The State of Michigan Will No Longer Provide Free Bottles of Water to Flint Residents
The state of Michigan has decided to stop to providing free bottles of water to residents of Flint, less than a week after the state ignored Michiganders’ pleas and approved a permit to allow Nestlé to draw as many as 400 gallons of water per minute from a well less than an hour and a half away to be bottled for sale.

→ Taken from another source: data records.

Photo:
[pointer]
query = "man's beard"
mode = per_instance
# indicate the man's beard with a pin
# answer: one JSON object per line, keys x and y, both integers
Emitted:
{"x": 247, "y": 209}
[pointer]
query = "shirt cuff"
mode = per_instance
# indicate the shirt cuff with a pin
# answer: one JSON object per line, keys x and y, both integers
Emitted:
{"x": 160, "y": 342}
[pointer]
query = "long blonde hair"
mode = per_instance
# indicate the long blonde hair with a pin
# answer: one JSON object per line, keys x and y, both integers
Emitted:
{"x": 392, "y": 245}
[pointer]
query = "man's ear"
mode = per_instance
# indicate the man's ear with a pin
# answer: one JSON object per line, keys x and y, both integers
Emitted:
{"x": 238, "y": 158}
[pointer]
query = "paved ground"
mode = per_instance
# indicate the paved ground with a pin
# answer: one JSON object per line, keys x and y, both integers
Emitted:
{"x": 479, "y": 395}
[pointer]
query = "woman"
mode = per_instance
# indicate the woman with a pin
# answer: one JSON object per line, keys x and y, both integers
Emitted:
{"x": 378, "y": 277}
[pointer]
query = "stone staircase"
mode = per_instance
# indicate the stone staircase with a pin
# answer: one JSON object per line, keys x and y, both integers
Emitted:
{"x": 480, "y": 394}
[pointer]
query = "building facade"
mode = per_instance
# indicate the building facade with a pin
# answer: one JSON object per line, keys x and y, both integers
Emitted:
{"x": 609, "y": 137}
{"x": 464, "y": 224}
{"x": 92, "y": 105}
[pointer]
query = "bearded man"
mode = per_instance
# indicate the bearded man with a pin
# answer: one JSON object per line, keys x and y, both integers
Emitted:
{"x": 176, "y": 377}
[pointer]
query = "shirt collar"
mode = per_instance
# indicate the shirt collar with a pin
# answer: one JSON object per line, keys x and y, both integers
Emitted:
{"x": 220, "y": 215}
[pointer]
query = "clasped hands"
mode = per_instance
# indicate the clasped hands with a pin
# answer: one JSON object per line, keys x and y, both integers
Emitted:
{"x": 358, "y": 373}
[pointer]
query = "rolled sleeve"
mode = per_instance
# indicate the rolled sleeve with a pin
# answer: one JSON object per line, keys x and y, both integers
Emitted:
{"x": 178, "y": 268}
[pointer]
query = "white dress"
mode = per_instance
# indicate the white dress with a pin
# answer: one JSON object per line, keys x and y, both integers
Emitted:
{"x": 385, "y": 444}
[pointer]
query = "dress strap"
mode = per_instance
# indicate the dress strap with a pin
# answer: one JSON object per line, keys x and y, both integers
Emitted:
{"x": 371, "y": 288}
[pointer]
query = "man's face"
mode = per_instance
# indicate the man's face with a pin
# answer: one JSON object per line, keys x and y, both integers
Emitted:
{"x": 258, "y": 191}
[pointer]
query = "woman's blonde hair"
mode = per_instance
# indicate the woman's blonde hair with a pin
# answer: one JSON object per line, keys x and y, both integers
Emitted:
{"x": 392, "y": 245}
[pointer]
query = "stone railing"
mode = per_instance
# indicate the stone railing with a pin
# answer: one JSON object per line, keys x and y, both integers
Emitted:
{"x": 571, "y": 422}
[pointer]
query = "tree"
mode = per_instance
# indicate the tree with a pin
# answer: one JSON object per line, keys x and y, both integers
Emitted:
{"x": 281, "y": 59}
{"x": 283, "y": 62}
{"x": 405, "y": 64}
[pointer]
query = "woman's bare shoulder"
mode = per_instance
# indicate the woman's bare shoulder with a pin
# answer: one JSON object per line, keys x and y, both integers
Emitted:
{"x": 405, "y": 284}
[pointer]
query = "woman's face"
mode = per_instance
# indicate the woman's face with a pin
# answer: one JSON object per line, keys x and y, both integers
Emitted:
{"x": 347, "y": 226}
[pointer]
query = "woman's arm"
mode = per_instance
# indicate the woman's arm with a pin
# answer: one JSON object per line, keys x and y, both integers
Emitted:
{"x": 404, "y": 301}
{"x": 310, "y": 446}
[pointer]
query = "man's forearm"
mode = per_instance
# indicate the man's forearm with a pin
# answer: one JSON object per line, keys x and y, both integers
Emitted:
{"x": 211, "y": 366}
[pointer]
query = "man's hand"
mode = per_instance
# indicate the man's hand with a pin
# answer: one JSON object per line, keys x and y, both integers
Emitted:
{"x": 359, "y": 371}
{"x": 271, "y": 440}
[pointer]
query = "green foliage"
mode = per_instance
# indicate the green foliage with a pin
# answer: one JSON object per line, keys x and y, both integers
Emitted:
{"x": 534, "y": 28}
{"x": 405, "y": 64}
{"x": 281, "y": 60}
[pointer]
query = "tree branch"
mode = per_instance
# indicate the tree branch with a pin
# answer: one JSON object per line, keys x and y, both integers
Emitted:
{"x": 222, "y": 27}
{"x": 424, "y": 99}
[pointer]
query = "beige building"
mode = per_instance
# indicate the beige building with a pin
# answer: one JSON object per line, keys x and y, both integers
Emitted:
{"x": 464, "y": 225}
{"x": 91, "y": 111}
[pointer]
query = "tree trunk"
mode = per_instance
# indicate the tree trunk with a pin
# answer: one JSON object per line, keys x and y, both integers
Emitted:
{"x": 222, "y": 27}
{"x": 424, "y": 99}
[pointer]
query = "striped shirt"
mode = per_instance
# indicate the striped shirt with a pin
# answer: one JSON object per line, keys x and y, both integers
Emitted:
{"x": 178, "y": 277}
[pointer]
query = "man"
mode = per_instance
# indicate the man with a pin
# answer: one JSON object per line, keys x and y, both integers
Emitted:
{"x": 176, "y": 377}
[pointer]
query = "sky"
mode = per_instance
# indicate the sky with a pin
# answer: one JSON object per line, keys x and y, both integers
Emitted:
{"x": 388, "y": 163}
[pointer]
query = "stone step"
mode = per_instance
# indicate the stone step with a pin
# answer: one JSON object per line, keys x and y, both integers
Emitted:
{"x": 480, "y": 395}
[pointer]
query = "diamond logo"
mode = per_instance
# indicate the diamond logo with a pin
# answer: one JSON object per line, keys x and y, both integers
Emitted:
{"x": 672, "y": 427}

Governor Rick Snyder—who appointed unelected “emergency managers” for the city who ended its agreement to obtain water from Detroit to save money, which resulted in the lead poisoning of Flint residents—made the announcement on Friday, which the New York Times reported led to long lines outside of the distribution centers this weekend.
“For the past two years I have repeatedly been asked when I would declare the water safe in Flint and I have always said that no arbitrary decision would be made — that we would let the science take us to that conclusion,” Snyder said in a statement. “Since Flint’s water is now well within the standards set by the federal government, we will now focus even more of our efforts on continuing with the health, education and economic development assistance needed to help move Flint forward.”
Snyder’s health department head, Nick Lyon, was charged with involuntary manslaughter and misconduct of office last year for a death caused by Legionnaires’ disease, due to his alleged failure to inform the public that outbreaks of the disease could be related to the new water supply. Lyon still serves in that same role. Meanwhile, the Detroit Free Press reported earlier this year that 3rd grade reading proficiency in Flint had dropped nearly 75 percent from 2014 to 2017.